El bochorno, y la fertilidad de las horas agrietadas de rutina, me llevaron a encender el ordenador, meterme en un chat y enzarzarme en conversaciones banales, donde la tropelía de los hablantes imperaba. Últimamente, se había convertido en un artificio para estafar al tiempo, y mutilar la pereza. Siempre saludaba a mis interfectos con un “toc, toc?”. Ese era mi disparo.
- Sonia, corre que empieza la final!- gritó mi hermano.
Interrumpí mi andada virtual. Ya proseguiría después, pensé. Nunca fui una gran amante del deporte, pero siempre admiré al séquito, y su filosofía de perseverancia y el tratamiento estoico al que sometían su cuerpo. En más de una ocasión he intentado someterme a tal doctrina, pero siempre con final póstumo. Ahora yo estaba allí, en compañía de mi hermano, admirando la templanza de los más rápidos del mundo, de los vertiginosos caminantes del aire. Menos de 10 segundos bastaron para disipar las dudas de la medalla de oro: Gatlin, contra todo pronóstico, fue el vencedor. Cuando volví, aún estaba”Lía”, una chica con ingenio, que utilizaba las palabras con dinamismo, y que además las arropaba con un gabán azul. La conversación finalizó con el intercambio de nuestros respectivos correos electrónicos. Dos días más tarde, recibí un correo de “Lía”, con una frase lacónica: “Sólo quería decirte que te he extrañado. Un besote”. Me sorprendió gratamente recibir noticias de aquella desconocida, pues pensé, que a pesar de haberle dado el correo, se reduciría a un agradable puzzle de palabras de una tarde estival. Mis andanzas fueron rápidamente enviadas a esa desconocida, que le había despertado cierta curiosidad. Y así se fueron sucediendo los días, con mensajes de hadas, de dragones sin fuego, y estrellas de nieve. Y entonces, cuando el destino nos lo permitía, cuando coincidíamos en nuestro mundo, el tiempo se detenía, reduciéndose todo a dos: “Lía” y yo. Éramos nosotras. Nuestras palabras. Sonrisas calladas. Manos ciegas, y emociones purpúreas. Y todo, todo se repetía cada vez que nos tropezábamos en la red. Y siempre dibujaba sonrisas cada vez que la bandeja de entrada me ofrecía confidencias de la eterna desconocida, y también castillos de cartón y cuentos de pastillas lunares.
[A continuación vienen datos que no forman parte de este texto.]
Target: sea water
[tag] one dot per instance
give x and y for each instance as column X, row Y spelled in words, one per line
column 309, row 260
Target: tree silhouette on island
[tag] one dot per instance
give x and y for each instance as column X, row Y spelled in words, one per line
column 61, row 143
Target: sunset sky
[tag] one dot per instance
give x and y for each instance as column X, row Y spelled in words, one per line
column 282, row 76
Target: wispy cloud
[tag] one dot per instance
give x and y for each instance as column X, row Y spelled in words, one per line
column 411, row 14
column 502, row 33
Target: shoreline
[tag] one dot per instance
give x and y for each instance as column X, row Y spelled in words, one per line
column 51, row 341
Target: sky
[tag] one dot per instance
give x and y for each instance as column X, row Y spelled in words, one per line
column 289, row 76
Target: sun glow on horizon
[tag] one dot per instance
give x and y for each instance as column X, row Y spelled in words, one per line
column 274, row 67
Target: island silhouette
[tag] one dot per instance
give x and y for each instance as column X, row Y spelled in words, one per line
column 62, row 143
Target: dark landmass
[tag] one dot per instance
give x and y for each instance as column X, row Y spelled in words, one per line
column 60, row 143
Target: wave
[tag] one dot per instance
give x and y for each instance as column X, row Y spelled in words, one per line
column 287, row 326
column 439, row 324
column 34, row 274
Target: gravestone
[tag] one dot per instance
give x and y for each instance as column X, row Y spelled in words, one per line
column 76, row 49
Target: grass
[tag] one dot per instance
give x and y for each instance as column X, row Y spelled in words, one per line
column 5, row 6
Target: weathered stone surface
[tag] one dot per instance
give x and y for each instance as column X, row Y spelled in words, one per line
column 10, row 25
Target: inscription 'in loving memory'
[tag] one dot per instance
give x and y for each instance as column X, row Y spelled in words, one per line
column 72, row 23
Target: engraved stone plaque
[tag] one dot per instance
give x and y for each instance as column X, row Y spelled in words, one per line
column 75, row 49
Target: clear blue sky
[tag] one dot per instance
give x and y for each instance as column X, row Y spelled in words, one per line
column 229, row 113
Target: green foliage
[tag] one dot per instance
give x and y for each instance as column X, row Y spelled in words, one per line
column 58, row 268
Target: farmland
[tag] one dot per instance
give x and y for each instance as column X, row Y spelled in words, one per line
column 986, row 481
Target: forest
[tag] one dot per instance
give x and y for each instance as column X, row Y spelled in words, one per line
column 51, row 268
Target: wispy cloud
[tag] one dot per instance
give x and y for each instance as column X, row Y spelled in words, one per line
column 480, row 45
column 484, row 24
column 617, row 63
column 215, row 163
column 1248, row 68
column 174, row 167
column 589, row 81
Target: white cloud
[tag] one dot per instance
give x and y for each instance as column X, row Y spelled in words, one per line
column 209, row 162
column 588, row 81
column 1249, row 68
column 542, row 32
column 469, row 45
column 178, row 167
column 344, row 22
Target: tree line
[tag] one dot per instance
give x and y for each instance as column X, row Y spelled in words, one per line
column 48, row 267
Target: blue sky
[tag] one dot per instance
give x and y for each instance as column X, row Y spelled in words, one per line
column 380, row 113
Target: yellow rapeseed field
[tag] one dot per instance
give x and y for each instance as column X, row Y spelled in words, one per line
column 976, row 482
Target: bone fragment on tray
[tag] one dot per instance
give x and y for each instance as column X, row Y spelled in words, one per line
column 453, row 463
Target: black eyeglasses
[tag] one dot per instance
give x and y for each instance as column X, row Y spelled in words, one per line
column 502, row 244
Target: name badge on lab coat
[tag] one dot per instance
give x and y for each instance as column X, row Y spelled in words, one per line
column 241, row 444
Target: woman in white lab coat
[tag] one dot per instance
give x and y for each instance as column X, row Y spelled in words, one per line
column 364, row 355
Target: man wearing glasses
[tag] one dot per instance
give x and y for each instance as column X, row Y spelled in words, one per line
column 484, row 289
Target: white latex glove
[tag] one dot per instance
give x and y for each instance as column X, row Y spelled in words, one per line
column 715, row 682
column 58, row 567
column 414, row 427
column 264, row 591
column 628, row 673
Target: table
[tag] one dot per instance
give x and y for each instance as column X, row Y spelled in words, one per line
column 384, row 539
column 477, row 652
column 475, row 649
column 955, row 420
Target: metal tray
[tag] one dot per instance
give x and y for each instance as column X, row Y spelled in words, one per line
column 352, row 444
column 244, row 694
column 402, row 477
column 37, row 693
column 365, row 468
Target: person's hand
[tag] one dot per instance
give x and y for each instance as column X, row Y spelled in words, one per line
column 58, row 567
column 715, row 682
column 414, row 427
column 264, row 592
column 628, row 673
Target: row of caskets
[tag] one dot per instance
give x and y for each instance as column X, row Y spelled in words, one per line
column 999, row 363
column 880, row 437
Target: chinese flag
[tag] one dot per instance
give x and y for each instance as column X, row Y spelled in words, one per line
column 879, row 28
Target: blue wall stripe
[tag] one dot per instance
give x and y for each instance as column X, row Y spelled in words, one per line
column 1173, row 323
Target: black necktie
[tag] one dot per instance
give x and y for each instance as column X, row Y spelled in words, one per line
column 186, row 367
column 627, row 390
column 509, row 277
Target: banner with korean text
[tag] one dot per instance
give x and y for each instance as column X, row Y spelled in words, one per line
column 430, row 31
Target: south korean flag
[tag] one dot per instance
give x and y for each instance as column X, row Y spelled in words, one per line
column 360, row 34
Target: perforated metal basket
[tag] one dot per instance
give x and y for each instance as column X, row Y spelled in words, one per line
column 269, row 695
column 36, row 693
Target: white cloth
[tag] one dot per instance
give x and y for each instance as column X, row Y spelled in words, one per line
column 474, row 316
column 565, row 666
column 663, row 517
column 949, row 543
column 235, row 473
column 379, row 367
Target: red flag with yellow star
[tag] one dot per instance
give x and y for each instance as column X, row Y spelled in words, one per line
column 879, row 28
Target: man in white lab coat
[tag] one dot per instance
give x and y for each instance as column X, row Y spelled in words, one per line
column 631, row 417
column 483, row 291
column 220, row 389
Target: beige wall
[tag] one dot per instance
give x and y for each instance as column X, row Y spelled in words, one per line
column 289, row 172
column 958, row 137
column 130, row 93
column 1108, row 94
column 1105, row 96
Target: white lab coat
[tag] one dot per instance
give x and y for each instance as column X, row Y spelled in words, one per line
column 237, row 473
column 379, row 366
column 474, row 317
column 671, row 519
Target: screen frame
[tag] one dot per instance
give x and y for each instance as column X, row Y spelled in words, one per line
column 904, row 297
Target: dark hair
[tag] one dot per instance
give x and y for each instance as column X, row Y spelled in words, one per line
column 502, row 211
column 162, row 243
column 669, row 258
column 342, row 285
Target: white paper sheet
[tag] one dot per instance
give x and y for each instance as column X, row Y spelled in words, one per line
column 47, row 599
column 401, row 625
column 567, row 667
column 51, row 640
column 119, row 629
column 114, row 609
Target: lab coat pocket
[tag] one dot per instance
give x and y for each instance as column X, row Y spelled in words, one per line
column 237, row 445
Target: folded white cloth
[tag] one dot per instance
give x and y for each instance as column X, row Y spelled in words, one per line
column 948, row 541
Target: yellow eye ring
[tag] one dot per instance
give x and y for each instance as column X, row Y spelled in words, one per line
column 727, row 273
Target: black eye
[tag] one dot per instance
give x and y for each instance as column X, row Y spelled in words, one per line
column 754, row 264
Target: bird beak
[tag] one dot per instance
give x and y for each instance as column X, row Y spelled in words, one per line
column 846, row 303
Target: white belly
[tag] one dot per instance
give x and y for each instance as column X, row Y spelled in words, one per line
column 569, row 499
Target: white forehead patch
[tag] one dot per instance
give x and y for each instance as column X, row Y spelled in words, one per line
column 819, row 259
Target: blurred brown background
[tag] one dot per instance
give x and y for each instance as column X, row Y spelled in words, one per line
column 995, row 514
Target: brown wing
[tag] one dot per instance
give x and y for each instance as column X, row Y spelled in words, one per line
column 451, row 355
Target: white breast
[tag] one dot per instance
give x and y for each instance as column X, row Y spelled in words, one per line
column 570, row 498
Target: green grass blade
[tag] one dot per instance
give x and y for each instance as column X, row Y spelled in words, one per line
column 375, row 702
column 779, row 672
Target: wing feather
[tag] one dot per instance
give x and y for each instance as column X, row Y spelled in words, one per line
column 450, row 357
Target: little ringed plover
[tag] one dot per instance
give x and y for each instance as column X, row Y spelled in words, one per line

Sabía que tenía pareja, que llevaba 6 años con ella, pero un día me lancé a la aventura porque yo quería vivir, porque toda mi vida era una autopista a la felicidad artificial. Todos mis pasos estaban confeccionados, pero quise garabatear en los mundos de la pasión y sentir las esquinas del dolor. De pequeño se sueña en ser médico, en conquistar la luna, o ser estrella de rock. Yo, por un momento, quise ser protagonista de una novela donde los corazones se estafan, y visitar paraísos perdidos, por eso después de haber descargado múltiples balazos a citas sin sangre, después de muchos intentos quebrados, decidí morder al destino.
Cogí el tren desde mi pueblo a las diez y cuarto. Una hora más tarde estaría en la ciudad condal. “El bosc de les fades” era el lugar escogido para el encuentro.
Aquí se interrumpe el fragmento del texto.